Dr. Kyle Hampton, owner of Arktos Direct Care in Fort Collins, said he limits his patient load to 350 at any given time. Some can’t afford insurance but can manage a $100 monthly fee. Others just like having hour-long appointments where they can talk in-depth about nutrition and wellness, he said.
“We can tailor things a lot to prevent chronic disease,” he said.
Primary care field faces increasing shortages
While doctors and patients may like the more personal relationships they build in a smaller practice, it’s not clear how the health system as a whole would fare if many providers decided to cut back.
The Health Resources and Services Administration estimates the country was short about 8,000 family medicine physicians in 2020. It projects the gap may expand to 14,000 by 2035. The American Association of Medical Colleges estimated the broader primary care field, which includes some pediatricians and geriatricians, could be short between 17,000 and 48,000 doctors by then.

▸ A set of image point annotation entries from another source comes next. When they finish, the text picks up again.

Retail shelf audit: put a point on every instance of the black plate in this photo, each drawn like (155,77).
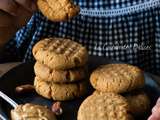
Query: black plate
(24,74)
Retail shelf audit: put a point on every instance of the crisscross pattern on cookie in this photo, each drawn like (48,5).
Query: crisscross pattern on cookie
(60,53)
(117,78)
(107,106)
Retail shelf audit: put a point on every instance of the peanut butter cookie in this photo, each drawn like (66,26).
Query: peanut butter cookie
(139,102)
(31,111)
(60,92)
(108,106)
(117,78)
(59,76)
(59,53)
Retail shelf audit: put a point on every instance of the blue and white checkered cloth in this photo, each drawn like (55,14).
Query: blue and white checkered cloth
(123,30)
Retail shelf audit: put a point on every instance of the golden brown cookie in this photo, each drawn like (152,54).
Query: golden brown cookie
(59,53)
(32,112)
(108,106)
(139,102)
(117,78)
(60,92)
(59,76)
(58,10)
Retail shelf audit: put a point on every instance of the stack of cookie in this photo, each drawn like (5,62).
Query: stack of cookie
(118,94)
(60,69)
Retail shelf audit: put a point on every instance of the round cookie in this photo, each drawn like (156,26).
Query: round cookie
(58,10)
(30,111)
(60,92)
(108,106)
(59,76)
(59,53)
(117,78)
(139,103)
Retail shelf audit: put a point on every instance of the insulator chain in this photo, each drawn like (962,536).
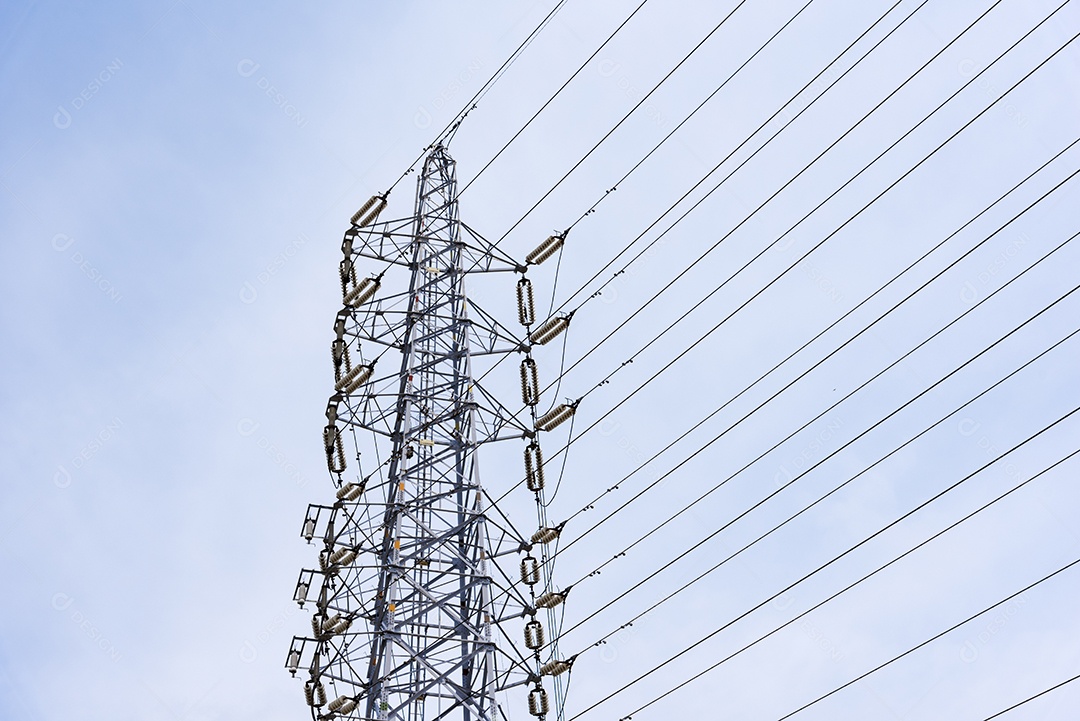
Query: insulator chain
(334,558)
(538,572)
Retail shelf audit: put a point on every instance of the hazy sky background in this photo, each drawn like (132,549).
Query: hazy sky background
(175,178)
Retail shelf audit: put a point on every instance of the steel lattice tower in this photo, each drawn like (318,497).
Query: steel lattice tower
(407,606)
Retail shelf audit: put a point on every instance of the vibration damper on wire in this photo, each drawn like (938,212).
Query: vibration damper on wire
(547,249)
(368,213)
(550,329)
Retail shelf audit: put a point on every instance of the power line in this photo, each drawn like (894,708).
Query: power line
(808,575)
(624,118)
(642,234)
(656,338)
(1030,698)
(849,312)
(556,94)
(824,460)
(746,302)
(593,207)
(474,100)
(933,638)
(740,146)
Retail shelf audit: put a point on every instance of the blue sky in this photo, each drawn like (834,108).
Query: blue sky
(174,181)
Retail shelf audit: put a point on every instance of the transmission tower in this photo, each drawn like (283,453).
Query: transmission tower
(413,612)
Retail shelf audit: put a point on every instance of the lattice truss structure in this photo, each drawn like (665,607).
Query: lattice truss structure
(414,612)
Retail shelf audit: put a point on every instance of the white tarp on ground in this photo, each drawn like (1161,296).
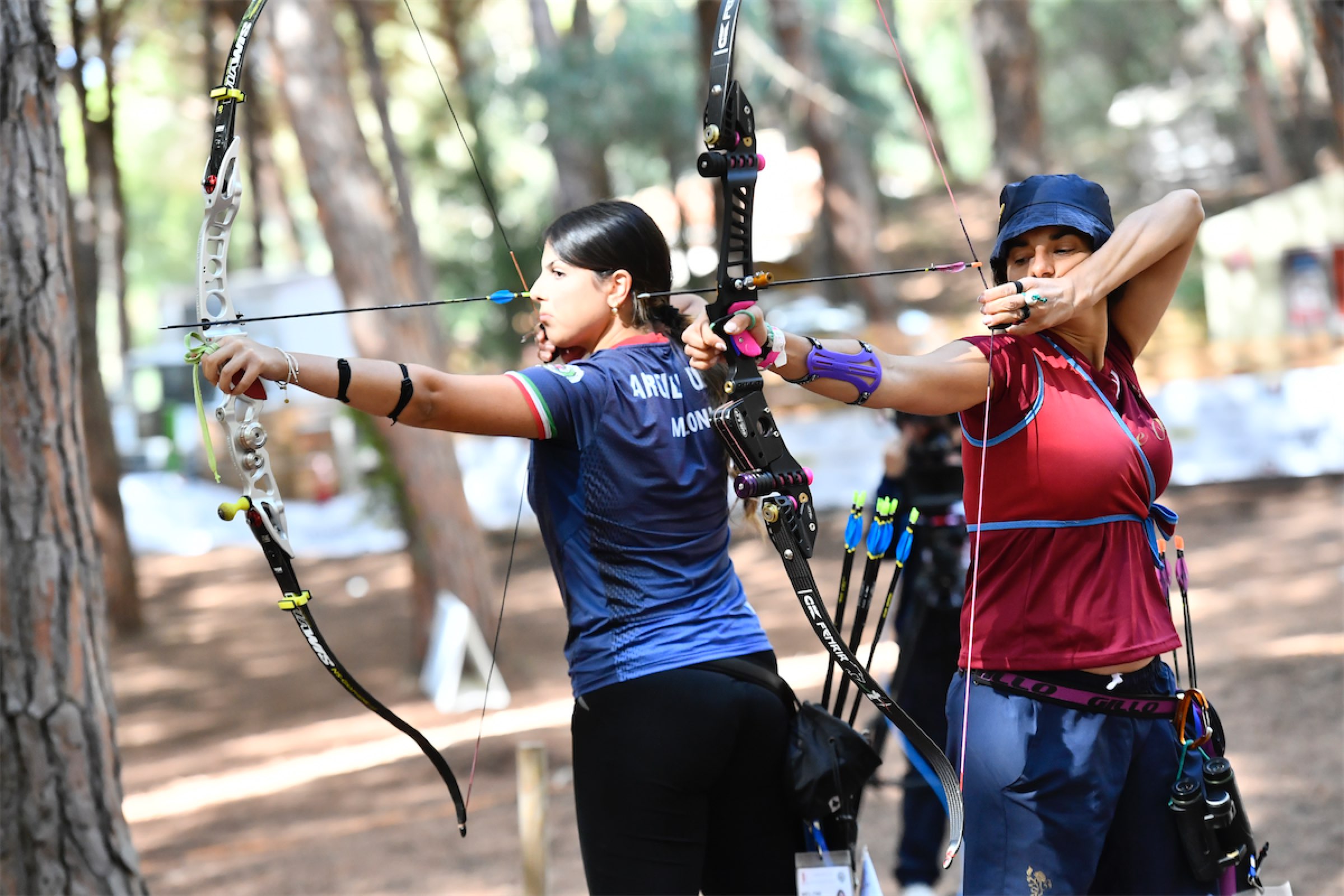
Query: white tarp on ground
(1228,429)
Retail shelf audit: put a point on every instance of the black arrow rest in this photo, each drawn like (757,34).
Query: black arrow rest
(746,423)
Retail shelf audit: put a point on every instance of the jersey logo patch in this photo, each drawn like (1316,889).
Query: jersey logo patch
(566,372)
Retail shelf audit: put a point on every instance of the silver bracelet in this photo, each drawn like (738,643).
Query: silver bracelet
(291,376)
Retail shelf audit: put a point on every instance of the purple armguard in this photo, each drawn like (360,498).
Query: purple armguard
(862,371)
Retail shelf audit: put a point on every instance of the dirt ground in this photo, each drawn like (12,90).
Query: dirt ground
(246,770)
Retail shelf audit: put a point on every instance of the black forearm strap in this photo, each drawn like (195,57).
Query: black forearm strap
(343,371)
(408,390)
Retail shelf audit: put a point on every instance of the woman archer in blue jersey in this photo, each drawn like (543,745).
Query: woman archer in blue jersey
(679,769)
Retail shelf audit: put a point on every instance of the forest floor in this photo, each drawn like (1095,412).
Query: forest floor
(248,772)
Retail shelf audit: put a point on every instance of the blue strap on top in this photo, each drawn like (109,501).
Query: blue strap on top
(1159,516)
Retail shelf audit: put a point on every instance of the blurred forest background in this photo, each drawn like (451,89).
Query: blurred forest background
(360,129)
(357,170)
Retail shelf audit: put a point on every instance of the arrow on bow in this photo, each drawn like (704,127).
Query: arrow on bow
(261,503)
(745,422)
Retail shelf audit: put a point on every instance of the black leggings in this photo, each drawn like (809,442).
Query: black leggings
(679,783)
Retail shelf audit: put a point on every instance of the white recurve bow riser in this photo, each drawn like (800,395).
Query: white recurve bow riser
(240,416)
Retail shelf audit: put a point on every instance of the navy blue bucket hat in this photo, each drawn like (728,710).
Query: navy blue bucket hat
(1052,200)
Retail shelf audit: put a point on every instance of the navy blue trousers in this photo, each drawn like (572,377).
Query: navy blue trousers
(1062,801)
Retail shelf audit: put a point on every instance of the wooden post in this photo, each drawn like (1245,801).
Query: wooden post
(531,814)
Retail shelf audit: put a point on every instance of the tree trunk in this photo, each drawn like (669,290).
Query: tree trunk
(100,233)
(581,170)
(850,195)
(1329,45)
(1250,31)
(374,267)
(61,823)
(1009,45)
(395,160)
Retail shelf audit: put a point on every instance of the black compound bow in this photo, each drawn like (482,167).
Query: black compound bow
(745,422)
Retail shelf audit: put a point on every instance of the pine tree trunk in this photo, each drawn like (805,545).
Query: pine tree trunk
(1329,45)
(581,170)
(61,823)
(850,195)
(374,268)
(99,245)
(1010,49)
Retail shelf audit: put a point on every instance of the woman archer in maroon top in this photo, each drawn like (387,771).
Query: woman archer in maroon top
(1067,796)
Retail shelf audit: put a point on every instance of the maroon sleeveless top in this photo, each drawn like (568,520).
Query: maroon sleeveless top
(1067,538)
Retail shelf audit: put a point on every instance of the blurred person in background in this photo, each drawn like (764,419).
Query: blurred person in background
(679,766)
(922,470)
(1060,796)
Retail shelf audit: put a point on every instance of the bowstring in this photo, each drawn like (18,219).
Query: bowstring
(990,379)
(518,519)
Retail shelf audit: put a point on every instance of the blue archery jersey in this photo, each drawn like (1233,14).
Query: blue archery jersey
(629,486)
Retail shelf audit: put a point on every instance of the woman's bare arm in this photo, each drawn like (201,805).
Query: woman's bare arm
(458,403)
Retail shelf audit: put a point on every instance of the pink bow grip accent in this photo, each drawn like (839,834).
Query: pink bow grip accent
(745,343)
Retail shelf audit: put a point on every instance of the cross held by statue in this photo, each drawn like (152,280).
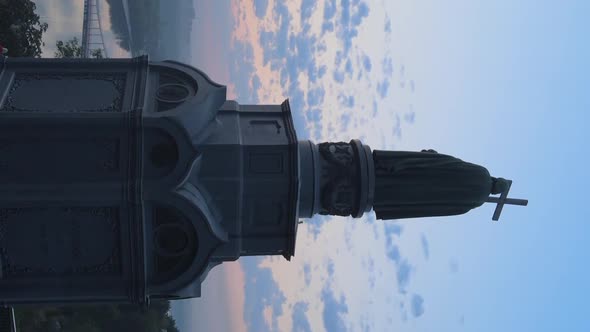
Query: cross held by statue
(503,199)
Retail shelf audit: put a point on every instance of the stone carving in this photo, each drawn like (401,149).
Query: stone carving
(111,104)
(74,224)
(338,180)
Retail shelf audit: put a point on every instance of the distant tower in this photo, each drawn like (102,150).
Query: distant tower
(123,180)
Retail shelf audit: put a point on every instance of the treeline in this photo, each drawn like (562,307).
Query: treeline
(144,20)
(96,318)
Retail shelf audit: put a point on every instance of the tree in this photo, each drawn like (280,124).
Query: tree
(21,31)
(69,49)
(73,49)
(96,318)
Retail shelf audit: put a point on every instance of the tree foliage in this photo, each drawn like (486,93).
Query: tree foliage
(97,318)
(73,49)
(21,31)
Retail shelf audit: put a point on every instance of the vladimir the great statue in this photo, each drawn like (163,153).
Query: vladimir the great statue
(428,184)
(125,180)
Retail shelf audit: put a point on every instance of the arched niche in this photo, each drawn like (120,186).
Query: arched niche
(174,243)
(173,88)
(181,235)
(161,153)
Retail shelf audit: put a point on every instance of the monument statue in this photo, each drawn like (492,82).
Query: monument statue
(125,180)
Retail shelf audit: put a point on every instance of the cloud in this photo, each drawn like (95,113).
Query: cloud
(404,269)
(391,228)
(367,63)
(425,249)
(392,252)
(387,65)
(329,9)
(260,7)
(315,96)
(387,27)
(333,311)
(261,293)
(417,305)
(382,88)
(307,273)
(242,71)
(410,116)
(300,321)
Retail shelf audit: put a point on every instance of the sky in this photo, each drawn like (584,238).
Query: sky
(499,83)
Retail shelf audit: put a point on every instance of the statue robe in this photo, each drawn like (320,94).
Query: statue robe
(424,184)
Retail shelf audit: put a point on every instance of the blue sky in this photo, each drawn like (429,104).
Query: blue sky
(500,83)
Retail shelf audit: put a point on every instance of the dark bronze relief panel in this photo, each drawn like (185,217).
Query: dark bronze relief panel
(60,242)
(47,160)
(66,93)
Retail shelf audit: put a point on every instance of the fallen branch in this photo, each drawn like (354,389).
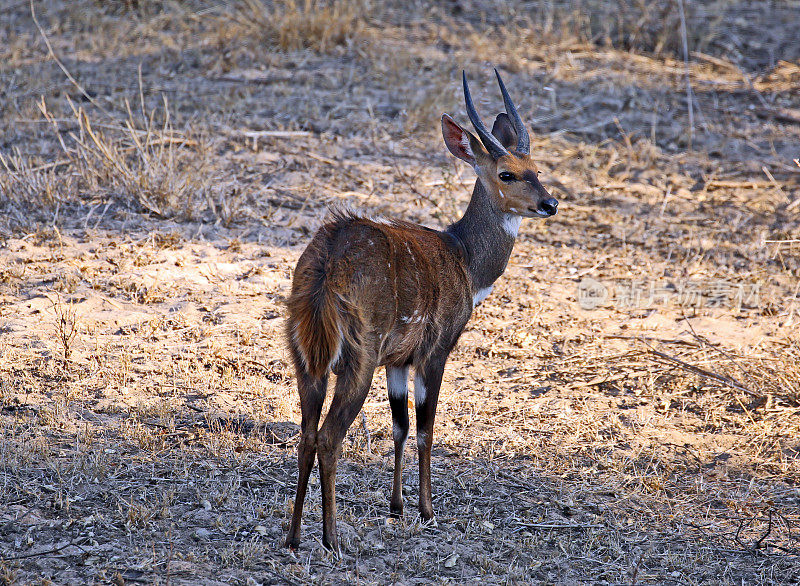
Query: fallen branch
(705,373)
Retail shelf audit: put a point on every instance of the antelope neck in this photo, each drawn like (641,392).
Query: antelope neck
(483,230)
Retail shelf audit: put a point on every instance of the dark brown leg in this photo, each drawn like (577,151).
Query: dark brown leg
(352,386)
(312,395)
(427,382)
(397,382)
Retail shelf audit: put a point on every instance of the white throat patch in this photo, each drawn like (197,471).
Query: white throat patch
(511,224)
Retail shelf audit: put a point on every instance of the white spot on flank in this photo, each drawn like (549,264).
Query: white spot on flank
(511,224)
(481,294)
(419,391)
(397,382)
(414,318)
(399,435)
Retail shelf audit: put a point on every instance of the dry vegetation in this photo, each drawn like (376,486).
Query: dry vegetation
(162,165)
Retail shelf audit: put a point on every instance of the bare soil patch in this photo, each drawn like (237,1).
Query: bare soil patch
(153,208)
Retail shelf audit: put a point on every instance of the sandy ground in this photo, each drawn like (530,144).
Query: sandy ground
(623,408)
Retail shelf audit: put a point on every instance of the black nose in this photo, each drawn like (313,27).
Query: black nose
(549,206)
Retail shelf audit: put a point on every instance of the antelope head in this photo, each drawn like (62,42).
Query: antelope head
(501,158)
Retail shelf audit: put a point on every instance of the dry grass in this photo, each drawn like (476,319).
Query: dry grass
(149,418)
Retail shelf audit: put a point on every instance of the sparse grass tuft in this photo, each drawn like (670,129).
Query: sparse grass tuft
(319,25)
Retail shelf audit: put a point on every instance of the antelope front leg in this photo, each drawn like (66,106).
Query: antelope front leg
(427,381)
(352,387)
(397,382)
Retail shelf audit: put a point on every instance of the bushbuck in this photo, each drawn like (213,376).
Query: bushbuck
(373,292)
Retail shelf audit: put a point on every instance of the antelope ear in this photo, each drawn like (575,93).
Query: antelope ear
(503,130)
(459,142)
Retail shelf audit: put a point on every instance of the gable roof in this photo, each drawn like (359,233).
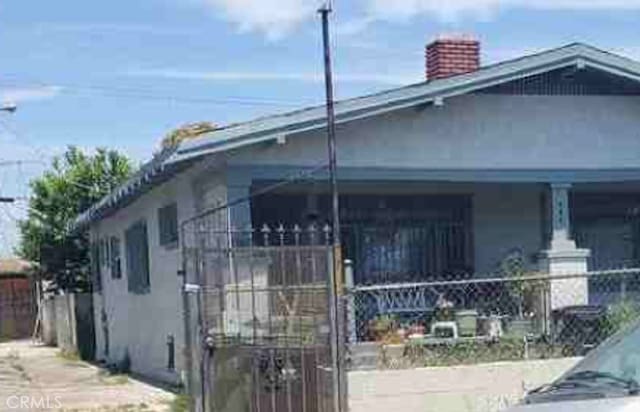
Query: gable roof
(268,128)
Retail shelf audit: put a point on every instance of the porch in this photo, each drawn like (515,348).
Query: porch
(416,247)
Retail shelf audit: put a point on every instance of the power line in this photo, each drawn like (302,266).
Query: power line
(149,94)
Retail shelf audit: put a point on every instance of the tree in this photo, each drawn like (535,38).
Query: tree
(74,182)
(187,132)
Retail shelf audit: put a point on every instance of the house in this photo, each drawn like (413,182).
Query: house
(17,299)
(539,153)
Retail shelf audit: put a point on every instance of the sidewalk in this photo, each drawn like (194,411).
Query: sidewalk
(41,377)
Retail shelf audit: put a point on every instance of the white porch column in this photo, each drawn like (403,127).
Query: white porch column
(563,257)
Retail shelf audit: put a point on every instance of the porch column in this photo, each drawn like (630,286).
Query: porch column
(562,256)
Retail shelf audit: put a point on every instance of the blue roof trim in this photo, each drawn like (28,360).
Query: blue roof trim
(262,129)
(149,175)
(268,128)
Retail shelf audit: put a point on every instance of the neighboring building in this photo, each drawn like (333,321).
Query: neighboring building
(539,153)
(17,299)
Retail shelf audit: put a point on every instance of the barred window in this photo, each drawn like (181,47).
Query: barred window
(137,254)
(168,225)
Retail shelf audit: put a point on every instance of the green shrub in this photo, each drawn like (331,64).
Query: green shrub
(621,315)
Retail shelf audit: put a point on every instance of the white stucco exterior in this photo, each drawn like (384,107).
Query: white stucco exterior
(139,325)
(479,132)
(468,133)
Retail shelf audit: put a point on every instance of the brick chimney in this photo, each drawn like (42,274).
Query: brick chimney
(452,55)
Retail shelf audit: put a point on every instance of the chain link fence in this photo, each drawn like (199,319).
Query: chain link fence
(472,320)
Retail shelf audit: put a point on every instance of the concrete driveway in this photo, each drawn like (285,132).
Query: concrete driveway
(38,378)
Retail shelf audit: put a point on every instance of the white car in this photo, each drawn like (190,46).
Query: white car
(606,380)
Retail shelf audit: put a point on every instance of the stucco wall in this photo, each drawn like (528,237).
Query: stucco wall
(506,217)
(479,131)
(140,324)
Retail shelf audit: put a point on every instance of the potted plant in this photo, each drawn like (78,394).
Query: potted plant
(521,292)
(382,327)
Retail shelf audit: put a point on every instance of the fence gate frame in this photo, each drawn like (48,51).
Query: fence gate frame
(266,301)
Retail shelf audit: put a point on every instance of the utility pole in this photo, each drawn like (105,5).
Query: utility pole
(336,292)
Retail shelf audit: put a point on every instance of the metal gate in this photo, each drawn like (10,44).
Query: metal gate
(263,317)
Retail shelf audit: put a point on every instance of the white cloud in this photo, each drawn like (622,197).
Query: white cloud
(260,76)
(23,94)
(454,9)
(109,28)
(275,18)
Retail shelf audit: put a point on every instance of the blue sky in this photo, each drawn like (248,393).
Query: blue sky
(123,73)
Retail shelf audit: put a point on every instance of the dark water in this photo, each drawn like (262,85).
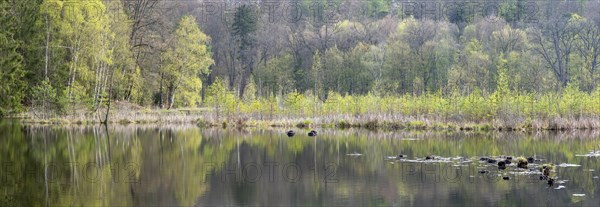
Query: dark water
(188,166)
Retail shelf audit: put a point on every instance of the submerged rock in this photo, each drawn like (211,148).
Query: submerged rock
(550,182)
(522,163)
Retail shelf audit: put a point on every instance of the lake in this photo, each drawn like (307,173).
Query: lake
(153,165)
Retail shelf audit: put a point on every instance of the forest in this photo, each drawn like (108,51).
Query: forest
(511,63)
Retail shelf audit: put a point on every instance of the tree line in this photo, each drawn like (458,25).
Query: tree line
(58,56)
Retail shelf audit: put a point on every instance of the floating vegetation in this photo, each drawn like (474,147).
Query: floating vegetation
(590,154)
(569,165)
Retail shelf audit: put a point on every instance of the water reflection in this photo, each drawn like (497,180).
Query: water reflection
(186,166)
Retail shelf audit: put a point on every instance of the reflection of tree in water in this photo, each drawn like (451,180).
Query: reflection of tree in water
(170,164)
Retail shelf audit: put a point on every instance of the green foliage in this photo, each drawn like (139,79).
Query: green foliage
(187,59)
(11,64)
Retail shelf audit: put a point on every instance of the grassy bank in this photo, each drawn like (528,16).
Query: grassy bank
(569,110)
(208,118)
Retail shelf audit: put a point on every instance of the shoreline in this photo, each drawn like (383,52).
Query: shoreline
(370,122)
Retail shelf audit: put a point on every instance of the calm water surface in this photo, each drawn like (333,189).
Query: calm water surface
(189,166)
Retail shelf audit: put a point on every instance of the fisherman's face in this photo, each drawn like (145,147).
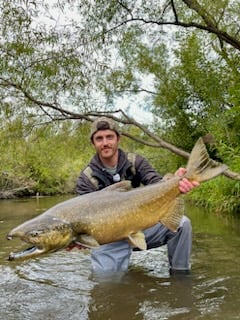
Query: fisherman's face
(106,143)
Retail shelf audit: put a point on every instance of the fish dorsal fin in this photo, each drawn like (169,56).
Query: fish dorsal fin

That shortage is at least partially offset by increases in the supply of nurse practitioners and physician assistants, who can provide some primary care but are typically required to work under a doctor.
Still, if a majority of primary care doctors reduced their patient loads along the lines of the direct-care model, it could exacerbate the shortage.
Supporters of direct primary care argue that the shortage is at least partially due to working conditions, which foster burnout and encourage people to leave.
“If everyone practiced like this (with fewer patients), we’d have plenty of primary care physicians,” Bub said.
The other major question is money. Whether patients spend or save more with direct primary care depends on how their insurance is structured, whether the additional attention spares them from expensive care like hospitalizations, and other factors.
Lassey said that in his practice in Kansas, the fee is based on age, with 40-year-olds paying about $50 a month for their routine care, for example. If primary care is affordable, he said, patients could purchase insurance only for catastrophic incidents — in the same way that they have car insurance in case they get in a crash, but not for routine maintenance.
“Why are we insuring something that can be affordable?” he said. “Primary care does not need to be insured.”
That model doesn’t exist at this point, though, because federal law requires insurance plans to cover most primary care services. It’s not clear if carving those out would generate enough savings on insurance to cover patients’ memberships, since most of the cost of health insurance is for drugs and hospitalizations.
As is, the financial trade-off varies from person to person.
Someone with a high-deductible plan who frequently needs primary care might find that it’s cheaper to buy a monthly membership, rather than pay for each service. Someone who only needs care once or twice a year is less likely to come out ahead financially, particularly if the insurance plan doesn’t require them to shoulder high out-of-pocket costs.
Dr. Brieanna Seefeldt, founder of Direct Osteopathic Primary Care in Lakeside, said that under the traditional model, each office needs people in charge of billing and coding so they can get paid by insurance. Doctors then have to see more patients to cover the overhead costs — and then they risk having to hire still more people to manage insurance claims, she said.
“When you bill insurance, it’s like running on a treadmill,” she said.
Unlike a traditional model, in which the doctor is paid by the visit or service, the monthly payments from direct primary care provide a stable income, Seefeldt said. The challenge is to maintain a balance of high- and low-need patients, since her practice and most others don’t limit the number of visits members can make, she said.
Direct primary care isn’t right for everyone, since patients drawn to it expect deeper relationships as part of their membership, Seefeldt said. But it does give providers the time to be “advocates” for their patients in ways they often can’t, she said.
“It brings the joy back into that relationship on both sides,” she said.